Да, о его романе с Милли дед, разумеется, знал. Да все, кто хотя бы раз бывал в столице, о нем знали – Алекс не таился! И раз Милли всего лишь театральная певица, о которой ходили бог знает какие слухи и которая, по мнению ханжеского большинства, совершенно не подходила для законного брака, дед надеялся, что Алекс наступит себе на горло, оставит Милли и женится на какой-нибудь подходящей девушке вроде Лизы Кулагиной.
Дед собирался заставить его сделать тяжкий выбор и признать-таки, что в нем гораздо больше от прижимистых купцов Дорониных, чем от легкомысленных дворян Риттеров.
Уже давно стемнело, и на небосводе то там, то здесь ярко загорались звезды. Как назло, даже прохожих не было в этот час. Во всей округе, кажется, поселилась мертвая тишина…
Алекс, тяжело опершись на ограду набережной, вглядывался в замерзшую реку и больше всего на свете не желал оборачиваться. Снова он чувствовал на своей спине долгий, молящий взгляд. Почему она ходит за ним? Чего хочет?! Ежели она и впрямь призрак, то помочь он ей точно не в состоянии!
И все-таки скрип снега за спиной становился все более и более отчетливым. Алекс даже слышал уже легкое дыхание и шорох женских юбок. Не оборачиваться! Ни за что не оборачиваться!
– Алекс!..
Голос Лизы Кулагиной все-таки заставил его вздрогнуть. Алекс живо выругал самого себя – и все-таки обернулся.
Усадьба горного инженера и нынешнего градоначальника Кулагина находилась по соседству с дедовым особняком, дальше по набережной: Лиза наверняка увидела его в окно. А Лиза – барышня деятельная, после давешнего разговора следовало ждать, что она захочет объясниться.
Впрочем, сейчас она решительной не показалась.
– Вижу, от орхидей вы все-таки избавились? – поинтересовался Алекс, стараясь казаться насмешливым.
Лиза даже головного убора не надела, куталась в меховую шубку. Неужто так торопилась поговорить?
– Не следовало и вовсе их трогать, да батюшка настоял. Я с самого начала знала, что это не вы цветы послали.
– Знали? – изумился Алекс.
С ответом Лиза помедлила, подбирая слова:
– К цветам письмо прилагалось, убористо подписанное. А ваша правая рука… Словом, я знала, что это ваша мать. Но речь не о том.

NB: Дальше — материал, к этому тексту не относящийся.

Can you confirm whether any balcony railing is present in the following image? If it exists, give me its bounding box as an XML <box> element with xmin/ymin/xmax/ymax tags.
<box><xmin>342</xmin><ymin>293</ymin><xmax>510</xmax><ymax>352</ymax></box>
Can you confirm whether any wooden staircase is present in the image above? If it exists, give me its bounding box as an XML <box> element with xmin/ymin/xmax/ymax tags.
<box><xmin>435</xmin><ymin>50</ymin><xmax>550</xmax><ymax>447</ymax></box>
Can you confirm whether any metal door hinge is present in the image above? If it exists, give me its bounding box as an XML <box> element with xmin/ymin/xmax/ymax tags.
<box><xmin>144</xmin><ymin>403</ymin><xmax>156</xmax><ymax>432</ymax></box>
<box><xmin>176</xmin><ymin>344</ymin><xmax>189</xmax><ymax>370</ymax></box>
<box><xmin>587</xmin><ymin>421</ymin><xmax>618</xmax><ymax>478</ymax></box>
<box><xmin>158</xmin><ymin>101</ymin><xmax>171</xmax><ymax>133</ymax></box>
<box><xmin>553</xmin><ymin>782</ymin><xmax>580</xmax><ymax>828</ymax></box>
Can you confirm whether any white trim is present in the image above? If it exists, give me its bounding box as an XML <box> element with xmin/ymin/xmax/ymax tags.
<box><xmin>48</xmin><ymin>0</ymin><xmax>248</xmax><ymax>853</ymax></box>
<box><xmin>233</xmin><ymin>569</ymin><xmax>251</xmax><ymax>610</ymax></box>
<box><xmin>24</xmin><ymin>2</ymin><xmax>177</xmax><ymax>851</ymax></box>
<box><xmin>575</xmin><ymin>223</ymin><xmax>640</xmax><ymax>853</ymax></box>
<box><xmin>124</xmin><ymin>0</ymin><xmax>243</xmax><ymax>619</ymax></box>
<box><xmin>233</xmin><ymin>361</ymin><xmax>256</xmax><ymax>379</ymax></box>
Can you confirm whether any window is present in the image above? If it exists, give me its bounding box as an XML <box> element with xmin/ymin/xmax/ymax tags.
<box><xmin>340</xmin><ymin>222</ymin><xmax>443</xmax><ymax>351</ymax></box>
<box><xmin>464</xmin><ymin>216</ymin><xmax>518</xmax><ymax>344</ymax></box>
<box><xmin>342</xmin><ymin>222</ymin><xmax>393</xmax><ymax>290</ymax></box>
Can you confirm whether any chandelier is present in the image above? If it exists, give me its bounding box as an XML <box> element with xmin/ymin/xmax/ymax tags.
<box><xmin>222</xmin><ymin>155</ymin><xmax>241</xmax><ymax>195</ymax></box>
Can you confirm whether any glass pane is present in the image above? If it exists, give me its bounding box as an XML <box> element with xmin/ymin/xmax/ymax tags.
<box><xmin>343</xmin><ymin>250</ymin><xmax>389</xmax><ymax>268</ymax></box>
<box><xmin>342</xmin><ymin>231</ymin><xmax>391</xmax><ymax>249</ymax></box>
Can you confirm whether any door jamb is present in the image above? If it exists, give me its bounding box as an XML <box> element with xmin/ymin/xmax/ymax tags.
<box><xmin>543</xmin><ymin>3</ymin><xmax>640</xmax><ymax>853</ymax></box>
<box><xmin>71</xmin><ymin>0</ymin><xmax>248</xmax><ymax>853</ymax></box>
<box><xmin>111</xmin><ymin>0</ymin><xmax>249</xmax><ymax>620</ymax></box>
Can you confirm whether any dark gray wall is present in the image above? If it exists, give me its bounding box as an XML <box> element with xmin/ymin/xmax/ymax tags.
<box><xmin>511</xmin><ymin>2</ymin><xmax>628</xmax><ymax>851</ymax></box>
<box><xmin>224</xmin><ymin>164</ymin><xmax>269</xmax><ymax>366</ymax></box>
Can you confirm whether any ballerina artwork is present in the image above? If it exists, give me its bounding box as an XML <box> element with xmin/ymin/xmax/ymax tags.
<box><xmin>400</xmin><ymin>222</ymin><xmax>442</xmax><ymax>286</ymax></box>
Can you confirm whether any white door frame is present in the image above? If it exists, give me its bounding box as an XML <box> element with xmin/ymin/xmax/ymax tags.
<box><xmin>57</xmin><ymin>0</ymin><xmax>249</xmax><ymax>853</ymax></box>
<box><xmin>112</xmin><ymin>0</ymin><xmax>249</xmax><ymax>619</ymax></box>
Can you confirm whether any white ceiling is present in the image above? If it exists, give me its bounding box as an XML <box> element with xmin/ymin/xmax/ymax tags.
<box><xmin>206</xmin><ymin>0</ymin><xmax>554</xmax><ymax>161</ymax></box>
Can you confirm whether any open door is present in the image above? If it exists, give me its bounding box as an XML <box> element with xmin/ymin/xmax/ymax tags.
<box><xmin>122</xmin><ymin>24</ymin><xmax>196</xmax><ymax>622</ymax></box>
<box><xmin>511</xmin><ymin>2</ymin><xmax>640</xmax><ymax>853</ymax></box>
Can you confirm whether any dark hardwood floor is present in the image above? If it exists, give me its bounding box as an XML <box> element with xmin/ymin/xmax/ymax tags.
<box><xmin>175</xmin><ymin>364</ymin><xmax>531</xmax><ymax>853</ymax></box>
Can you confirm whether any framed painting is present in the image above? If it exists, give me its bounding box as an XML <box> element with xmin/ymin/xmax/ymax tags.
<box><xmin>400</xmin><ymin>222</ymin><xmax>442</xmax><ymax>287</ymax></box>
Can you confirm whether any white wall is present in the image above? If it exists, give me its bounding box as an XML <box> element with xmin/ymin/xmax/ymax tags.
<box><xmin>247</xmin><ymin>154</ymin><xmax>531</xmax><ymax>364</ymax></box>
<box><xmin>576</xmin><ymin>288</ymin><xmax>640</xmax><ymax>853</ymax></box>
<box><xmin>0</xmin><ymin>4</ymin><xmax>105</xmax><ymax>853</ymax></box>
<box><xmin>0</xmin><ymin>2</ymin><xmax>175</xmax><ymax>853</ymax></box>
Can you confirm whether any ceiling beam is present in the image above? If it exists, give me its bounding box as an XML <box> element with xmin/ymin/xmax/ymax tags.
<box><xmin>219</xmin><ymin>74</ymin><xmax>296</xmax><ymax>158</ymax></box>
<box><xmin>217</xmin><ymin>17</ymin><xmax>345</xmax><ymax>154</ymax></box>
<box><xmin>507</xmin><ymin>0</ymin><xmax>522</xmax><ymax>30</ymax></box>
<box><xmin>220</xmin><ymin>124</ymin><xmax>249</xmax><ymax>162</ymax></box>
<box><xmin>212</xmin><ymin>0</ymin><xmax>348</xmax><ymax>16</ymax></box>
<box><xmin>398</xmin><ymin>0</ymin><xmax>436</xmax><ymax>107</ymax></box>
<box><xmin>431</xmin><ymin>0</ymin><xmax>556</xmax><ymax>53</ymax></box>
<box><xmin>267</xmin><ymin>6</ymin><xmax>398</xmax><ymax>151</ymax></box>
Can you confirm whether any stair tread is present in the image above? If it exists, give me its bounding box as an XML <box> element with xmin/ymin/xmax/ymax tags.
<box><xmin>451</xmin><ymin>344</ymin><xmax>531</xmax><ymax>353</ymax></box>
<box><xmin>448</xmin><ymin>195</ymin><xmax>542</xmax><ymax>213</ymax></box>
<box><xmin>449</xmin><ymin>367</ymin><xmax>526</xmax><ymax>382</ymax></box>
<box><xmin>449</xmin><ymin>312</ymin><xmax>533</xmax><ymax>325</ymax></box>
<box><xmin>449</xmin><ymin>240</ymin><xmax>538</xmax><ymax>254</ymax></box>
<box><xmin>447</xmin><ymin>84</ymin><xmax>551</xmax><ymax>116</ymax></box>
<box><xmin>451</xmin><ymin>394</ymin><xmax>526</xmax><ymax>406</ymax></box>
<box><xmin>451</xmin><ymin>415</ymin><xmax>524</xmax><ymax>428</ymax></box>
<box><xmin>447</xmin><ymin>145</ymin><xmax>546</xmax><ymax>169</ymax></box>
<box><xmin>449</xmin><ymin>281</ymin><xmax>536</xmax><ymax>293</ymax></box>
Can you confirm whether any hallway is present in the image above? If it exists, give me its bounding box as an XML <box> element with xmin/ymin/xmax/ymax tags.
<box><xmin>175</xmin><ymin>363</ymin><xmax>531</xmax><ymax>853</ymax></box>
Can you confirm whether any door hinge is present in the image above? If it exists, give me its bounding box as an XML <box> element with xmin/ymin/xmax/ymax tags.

Алекс дернулся, убрал искалеченную руку за спину, снова и снова проклиная себя, но Лиза, слава богу, на него и не смотрела. Глаза ее (все еще без пенсне) беспокойно метались, пальцы трепали мех на отвороте рукава.
– Я хотела вас поблагодарить, Алекс, что солгали отцу насчет цветов. Он бы не понял.
– Не стоит. Право, я теперь чувствую себя обязанным послать вам эти орхидеи.
Лиза улыбнулась. Не кротко и мило, как улыбаются хорошенькие девушки, а так, будто задумала какую-то дерзость. А с Лизой никогда нельзя было угадать, что она задумала.
– Мне жаль, Алекс, но, наверное, теперь вы почувствуете себя еще более неловко, – предупредила она. – Только не фантазируйте, прошу, вы меня ни капельки не интересуете. Ни в каком виде.
– Поверьте, это взаимно, – отозвался Алекс. Он даже рад был, что они наконец все разъяснили.
Лиза кивнула:
– Отлично. Если бы вы питали ко мне чувства, я бы ни за что этого не предложила. Заставлять кого-то надеяться понапрасну – мерзко, на мой взгляд.
От волнения она уже вырывала целые пучки меха из своего рукава.
– Что же вы хотите мне предложить? – насторожился Алекс.
Лиза выдохнула, будто собиралась прыгнуть в ледяную воду:
– Женитесь на мне.
Где-то на другом берегу Исети протяжно взвыла собака.
– Простите, что? – Алекс очень надеялся, что ослышался.
– Вы слышали, – ровно ответила Лиза. Ее обычно бледные щеки горели ярким румянцем, и она наклоняла голову все ниже, чтобы это скрыть. – Обойдусь без обручального кольца, но вы должны сделать все по правилам: сообщить моему отцу, подать объявление в газету… или как там это делается?